EVRAZ yesterday slumped to a 119 per cent loss for the first half of the year, as its profits were hurt by falling steel prices.
The Russian miner’s net loss came in at $50m (£31.5m) for the first six months to 30 June, down from $263m over the previous year.
Revenue for the firm, which is part- owned by tycoon Roman Abramovich, also fell by 9.1 per cent to $7.62bn, hurt by reduced sales of steel due to falling demand.
Steel production suffered, due to prices for the silver metal falling by three per cent over the six months.
The FTSE 100 company pointed to a “resilient” Russian steel sector, driven by private sector construction activity as well as Russian government infrastructure projects, as reasons for cheer.
Demand in north America also remained strong over the period, although Evraz admitted disputes at its South African mine had caused production to be halted for a month.

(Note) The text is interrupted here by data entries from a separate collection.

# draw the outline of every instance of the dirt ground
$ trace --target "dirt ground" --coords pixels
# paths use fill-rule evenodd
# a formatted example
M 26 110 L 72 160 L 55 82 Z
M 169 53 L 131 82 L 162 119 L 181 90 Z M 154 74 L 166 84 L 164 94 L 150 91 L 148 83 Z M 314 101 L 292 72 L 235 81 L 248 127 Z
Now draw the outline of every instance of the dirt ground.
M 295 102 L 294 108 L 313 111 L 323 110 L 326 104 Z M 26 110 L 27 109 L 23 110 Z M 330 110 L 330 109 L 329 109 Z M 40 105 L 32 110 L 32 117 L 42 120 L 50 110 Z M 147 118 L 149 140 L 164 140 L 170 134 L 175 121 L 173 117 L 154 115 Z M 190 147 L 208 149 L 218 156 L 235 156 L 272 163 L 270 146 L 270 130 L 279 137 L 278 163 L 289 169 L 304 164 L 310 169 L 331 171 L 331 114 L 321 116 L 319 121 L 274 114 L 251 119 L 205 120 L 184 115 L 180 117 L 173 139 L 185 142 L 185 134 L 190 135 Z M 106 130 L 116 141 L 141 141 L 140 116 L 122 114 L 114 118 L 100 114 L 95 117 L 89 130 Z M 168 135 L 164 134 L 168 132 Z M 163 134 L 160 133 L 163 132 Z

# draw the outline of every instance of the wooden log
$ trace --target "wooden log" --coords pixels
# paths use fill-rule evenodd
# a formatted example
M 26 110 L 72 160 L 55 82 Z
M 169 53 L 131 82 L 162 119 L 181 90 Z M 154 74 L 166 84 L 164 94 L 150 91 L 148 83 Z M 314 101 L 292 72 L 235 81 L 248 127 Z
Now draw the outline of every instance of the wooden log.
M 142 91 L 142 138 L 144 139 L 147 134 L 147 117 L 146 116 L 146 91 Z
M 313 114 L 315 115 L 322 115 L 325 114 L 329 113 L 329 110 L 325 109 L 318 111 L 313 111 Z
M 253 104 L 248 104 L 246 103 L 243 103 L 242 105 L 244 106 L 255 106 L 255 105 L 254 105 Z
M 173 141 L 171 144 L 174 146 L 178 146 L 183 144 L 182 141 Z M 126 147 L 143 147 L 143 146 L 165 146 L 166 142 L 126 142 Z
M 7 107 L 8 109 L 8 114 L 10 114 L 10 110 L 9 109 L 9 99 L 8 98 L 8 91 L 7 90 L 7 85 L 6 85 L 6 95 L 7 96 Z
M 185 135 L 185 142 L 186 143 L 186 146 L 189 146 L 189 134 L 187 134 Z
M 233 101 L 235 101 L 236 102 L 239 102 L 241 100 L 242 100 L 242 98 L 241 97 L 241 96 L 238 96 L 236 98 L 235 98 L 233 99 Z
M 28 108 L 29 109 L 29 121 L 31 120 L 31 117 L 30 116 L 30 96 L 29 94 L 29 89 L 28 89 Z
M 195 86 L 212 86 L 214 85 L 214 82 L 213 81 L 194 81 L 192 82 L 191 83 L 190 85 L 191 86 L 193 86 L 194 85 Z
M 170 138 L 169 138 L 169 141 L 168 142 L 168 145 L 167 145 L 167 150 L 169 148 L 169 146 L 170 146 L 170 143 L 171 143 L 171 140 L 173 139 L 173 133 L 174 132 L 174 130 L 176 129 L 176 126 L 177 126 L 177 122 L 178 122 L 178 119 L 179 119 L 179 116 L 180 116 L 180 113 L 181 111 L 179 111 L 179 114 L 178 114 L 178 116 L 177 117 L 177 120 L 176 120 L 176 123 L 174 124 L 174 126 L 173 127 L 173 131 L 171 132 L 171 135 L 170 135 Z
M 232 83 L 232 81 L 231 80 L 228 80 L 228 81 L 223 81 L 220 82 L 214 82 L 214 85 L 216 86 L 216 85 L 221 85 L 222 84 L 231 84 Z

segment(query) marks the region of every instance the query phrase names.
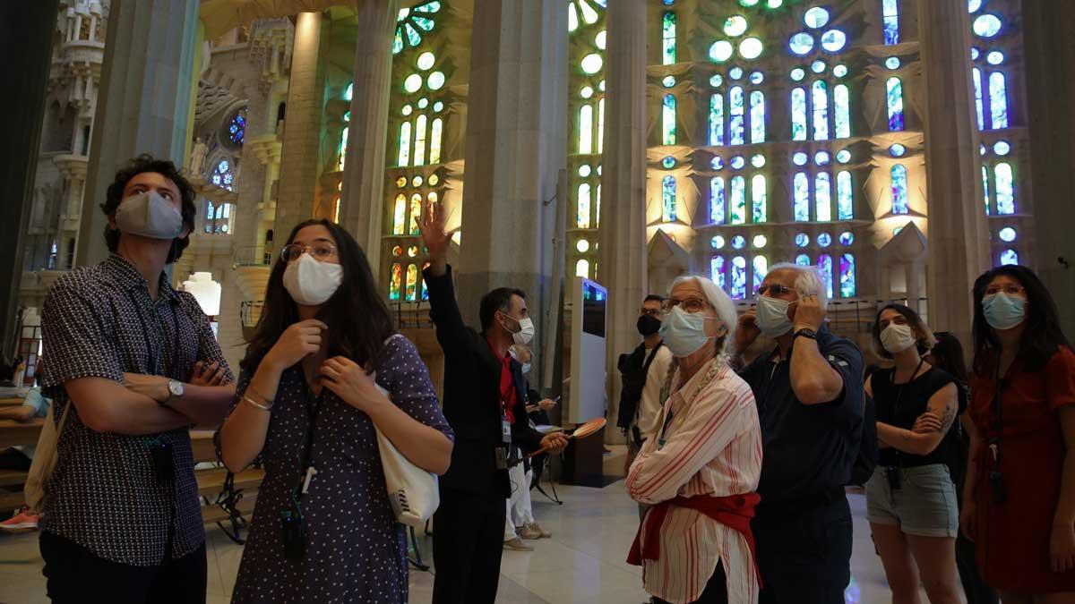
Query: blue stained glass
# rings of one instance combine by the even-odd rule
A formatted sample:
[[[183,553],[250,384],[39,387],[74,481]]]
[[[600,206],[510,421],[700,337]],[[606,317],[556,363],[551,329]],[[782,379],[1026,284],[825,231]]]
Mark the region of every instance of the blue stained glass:
[[[797,222],[809,221],[809,176],[805,172],[796,174],[793,186],[793,210]],[[802,235],[802,233],[800,233]],[[803,235],[805,236],[805,235]]]
[[[899,77],[888,78],[888,129],[903,130],[903,82]]]
[[[710,145],[725,144],[725,97],[710,95]]]
[[[754,290],[757,291],[761,287],[761,282],[765,279],[765,274],[769,273],[769,259],[764,256],[754,257]]]
[[[817,220],[832,220],[832,178],[828,172],[818,172],[814,176],[814,206]]]
[[[675,144],[675,95],[664,95],[661,104],[661,138],[662,144]]]
[[[746,298],[746,259],[742,256],[732,258],[732,298]]]
[[[806,90],[791,90],[791,140],[806,140]]]
[[[1007,128],[1007,86],[999,71],[989,74],[989,113],[994,130]]]
[[[732,89],[728,91],[728,104],[731,105],[731,120],[728,124],[728,144],[731,145],[742,145],[745,143],[745,106],[743,103],[743,88],[741,86],[732,87]]]
[[[844,254],[840,257],[840,297],[855,298],[855,256]]]
[[[1012,164],[1003,161],[993,168],[993,176],[997,178],[997,213],[1015,214],[1015,176],[1012,174]]]
[[[892,167],[892,214],[906,214],[907,206],[907,168],[902,163]]]
[[[750,200],[754,207],[754,224],[760,225],[769,217],[769,211],[765,206],[765,176],[763,174],[755,174],[754,178],[750,179]]]
[[[851,135],[851,95],[844,84],[837,84],[832,89],[836,138],[847,139]]]
[[[855,189],[851,173],[846,170],[836,174],[836,213],[840,220],[855,218]]]
[[[761,90],[750,92],[750,142],[765,142],[765,94]]]
[[[717,284],[720,289],[725,288],[725,257],[714,256],[710,260],[710,278]]]
[[[725,179],[720,176],[710,178],[710,221],[723,225],[728,210],[725,205]]]
[[[974,68],[971,70],[971,80],[974,81],[974,107],[978,112],[978,130],[986,129],[986,110],[983,97],[981,70]]]
[[[733,176],[731,182],[732,225],[746,222],[746,178]]]
[[[675,222],[675,177],[661,179],[661,220]]]
[[[814,102],[814,140],[829,140],[829,94],[828,85],[818,80],[813,86]]]
[[[832,300],[832,257],[828,254],[818,256],[817,270],[821,273],[821,281],[826,283],[829,299]]]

Meanwhile, production of saleable iron ore products increased modestly by one per cent year-on-year to 10.5m tonnes.
Evraz said in its outlook that the steel industry remained “very volatile”, and that it would remain cautious for the rest of 2012.
Broker Michael van Dulken from Accendo Markets said yesterday that Evraz was “following in the footsteps” of its peers, impacted by an uncertain macroeconomic environment and negative mining markets.